Lifestyles can be laid bare by single strand of hair

It was good enough for Sherlock Holmes and it did for Ted Bundy, the American serial killer. Even in the murky world of the forensic sciences, though, hair analysis is mistrusted.

Yet the discipline may be revived by a group of researchers in the US who can determine what sex a person is and how much he or she weighs based on the examination of a single strand. Before long they hope to be able to work out age, diet and exercise habits as well.

“Who you are, where you’ve been, what you eat, what drugs you take — it all shows up in your hair,” said Glen Jackson of West Virginia University, who is leading an attempt to update the 19th-century approach with the tools of modern chemistry. “Depending on the question being asked, the chemical analysis of human hair can provide amazing insights into the life and lifestyle of a person.”

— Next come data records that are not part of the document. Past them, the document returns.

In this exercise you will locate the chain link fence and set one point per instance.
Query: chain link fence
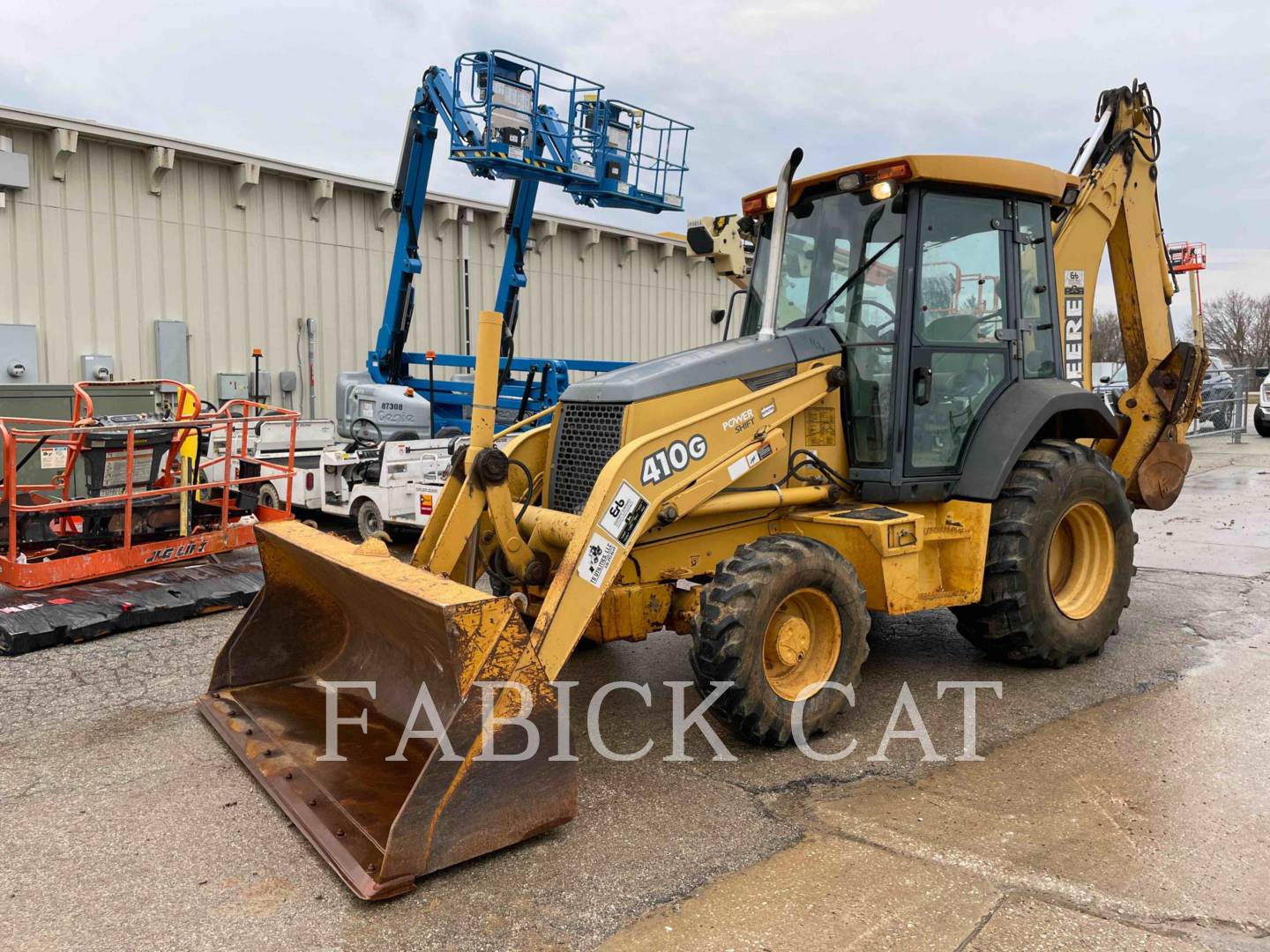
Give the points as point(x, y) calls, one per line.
point(1226, 403)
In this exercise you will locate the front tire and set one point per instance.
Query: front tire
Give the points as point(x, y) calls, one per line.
point(370, 521)
point(780, 616)
point(1059, 559)
point(268, 496)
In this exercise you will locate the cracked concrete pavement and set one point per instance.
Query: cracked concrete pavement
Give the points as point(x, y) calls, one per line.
point(1122, 802)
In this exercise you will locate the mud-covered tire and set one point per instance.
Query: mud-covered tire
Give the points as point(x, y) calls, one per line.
point(736, 608)
point(1019, 617)
point(268, 496)
point(370, 519)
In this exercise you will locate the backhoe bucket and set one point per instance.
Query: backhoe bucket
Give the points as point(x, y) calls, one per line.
point(384, 811)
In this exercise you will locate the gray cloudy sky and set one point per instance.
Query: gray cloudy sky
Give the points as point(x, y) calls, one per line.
point(328, 83)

The method’s fall from grace has been long and painful. It was pioneered in 1861 by Rudolf Virchow, the German pathologist and opponent of Charles Darwin, who was appearing as an expert witness in a murder case. Even then, Virchow saw under his microscope that hairs were not distinctive enough to say with any useful degree of certainty whether they belonged to a particular individual.

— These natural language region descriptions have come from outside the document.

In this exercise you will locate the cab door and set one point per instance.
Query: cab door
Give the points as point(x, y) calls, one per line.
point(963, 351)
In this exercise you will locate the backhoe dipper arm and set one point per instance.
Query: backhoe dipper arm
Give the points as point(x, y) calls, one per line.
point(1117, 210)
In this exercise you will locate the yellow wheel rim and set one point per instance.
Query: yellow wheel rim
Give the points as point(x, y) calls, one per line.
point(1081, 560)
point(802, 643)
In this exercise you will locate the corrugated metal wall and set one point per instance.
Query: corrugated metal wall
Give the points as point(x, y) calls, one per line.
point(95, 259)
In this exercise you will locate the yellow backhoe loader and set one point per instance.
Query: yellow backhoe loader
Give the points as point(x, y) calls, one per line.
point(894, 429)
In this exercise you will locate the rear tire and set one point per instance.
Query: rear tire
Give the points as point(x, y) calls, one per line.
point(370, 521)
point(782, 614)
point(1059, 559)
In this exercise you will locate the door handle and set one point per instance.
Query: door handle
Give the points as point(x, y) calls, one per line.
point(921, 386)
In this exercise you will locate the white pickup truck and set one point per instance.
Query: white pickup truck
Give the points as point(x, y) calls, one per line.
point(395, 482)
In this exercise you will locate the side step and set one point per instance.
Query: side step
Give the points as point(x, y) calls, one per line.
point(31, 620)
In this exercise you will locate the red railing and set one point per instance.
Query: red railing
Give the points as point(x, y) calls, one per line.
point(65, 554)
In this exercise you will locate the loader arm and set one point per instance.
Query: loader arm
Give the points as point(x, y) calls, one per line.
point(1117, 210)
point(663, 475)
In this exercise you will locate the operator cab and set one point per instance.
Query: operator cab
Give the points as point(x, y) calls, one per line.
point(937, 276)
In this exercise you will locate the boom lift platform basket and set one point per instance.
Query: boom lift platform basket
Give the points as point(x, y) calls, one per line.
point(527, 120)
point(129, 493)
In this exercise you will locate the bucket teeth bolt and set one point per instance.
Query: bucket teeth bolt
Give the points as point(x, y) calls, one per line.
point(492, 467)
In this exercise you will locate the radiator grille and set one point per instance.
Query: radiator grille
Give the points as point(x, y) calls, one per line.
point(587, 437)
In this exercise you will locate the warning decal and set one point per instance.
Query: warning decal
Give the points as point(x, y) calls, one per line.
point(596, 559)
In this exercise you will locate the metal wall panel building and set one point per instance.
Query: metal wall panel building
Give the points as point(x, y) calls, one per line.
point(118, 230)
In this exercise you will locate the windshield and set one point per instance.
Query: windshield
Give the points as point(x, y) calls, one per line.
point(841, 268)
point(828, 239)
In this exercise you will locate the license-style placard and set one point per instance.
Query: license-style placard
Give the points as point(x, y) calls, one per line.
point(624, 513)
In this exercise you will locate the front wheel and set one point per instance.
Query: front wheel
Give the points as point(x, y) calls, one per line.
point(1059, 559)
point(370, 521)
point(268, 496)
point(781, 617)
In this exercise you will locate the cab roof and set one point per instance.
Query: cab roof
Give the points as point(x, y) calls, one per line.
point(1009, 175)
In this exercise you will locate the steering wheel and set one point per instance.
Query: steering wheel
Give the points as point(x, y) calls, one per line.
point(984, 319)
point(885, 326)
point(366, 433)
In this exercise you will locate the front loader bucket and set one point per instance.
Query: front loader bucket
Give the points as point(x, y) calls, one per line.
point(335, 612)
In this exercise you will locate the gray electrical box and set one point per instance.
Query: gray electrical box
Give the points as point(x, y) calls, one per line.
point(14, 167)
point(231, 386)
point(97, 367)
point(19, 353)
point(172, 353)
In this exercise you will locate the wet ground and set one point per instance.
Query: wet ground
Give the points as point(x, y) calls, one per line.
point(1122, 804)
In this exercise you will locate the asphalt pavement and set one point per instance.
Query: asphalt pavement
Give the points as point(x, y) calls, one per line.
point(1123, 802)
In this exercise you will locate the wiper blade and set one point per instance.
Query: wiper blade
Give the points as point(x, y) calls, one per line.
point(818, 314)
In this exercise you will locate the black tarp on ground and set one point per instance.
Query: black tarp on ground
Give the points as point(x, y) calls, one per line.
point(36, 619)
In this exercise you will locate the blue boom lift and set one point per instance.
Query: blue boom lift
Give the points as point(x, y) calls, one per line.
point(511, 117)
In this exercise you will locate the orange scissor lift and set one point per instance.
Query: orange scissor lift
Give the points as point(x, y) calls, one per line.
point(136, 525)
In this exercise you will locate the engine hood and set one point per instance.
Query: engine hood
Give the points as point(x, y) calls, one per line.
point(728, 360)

By the 1950s, however, it was a staple of investigations and dramas such as Columbo, with prosecutions sometimes hingeing on the word of a hair analyst.

The advent of DNA testing in the Nineties broke the spell. Hair-based convictions were repeatedly overturned by genetic data and in 2015 the FBI announced that its expert testimony had been flawed in 96 per cent of the cases that it had reviewed.

Dr Jackson, however, is planning a fightback. His team has developed a way of calculating the ratios of isotopes — different atomic forms of the same element — in keratin, the protein that gives hair its structure. The keratin is separated into its chemical components through liquid chromatography, and measured with a spectrometer.

These isotopes carry the signatures of a person’s lifestyle — what they eat, what they drink, what they smoke, where they live and how old they are.

One Jordanian member of the laboratory persuaded 20 women in her home country to fill out a lifestyle questionnaire and to allow her to take samples of hair to the US for analysis. The results, presented at a conference of the American Chemical Society in San Francisco, show that the method can predict the women’s body mass index — a ratio of weight to height — with 80 per cent accuracy. A second experiment with 20 men and women in the US showed that the test revealed the donor’s sex 90 per cent of the time.

While DNA allows scientists to match individuals with a very high level of probability, Dr Jackson said, it has its limits. There may be no corresponding sample and if the suspect has left only hairs at the scene then it is often easier to examine their chemistry than to try to extract their DNA for sequencing.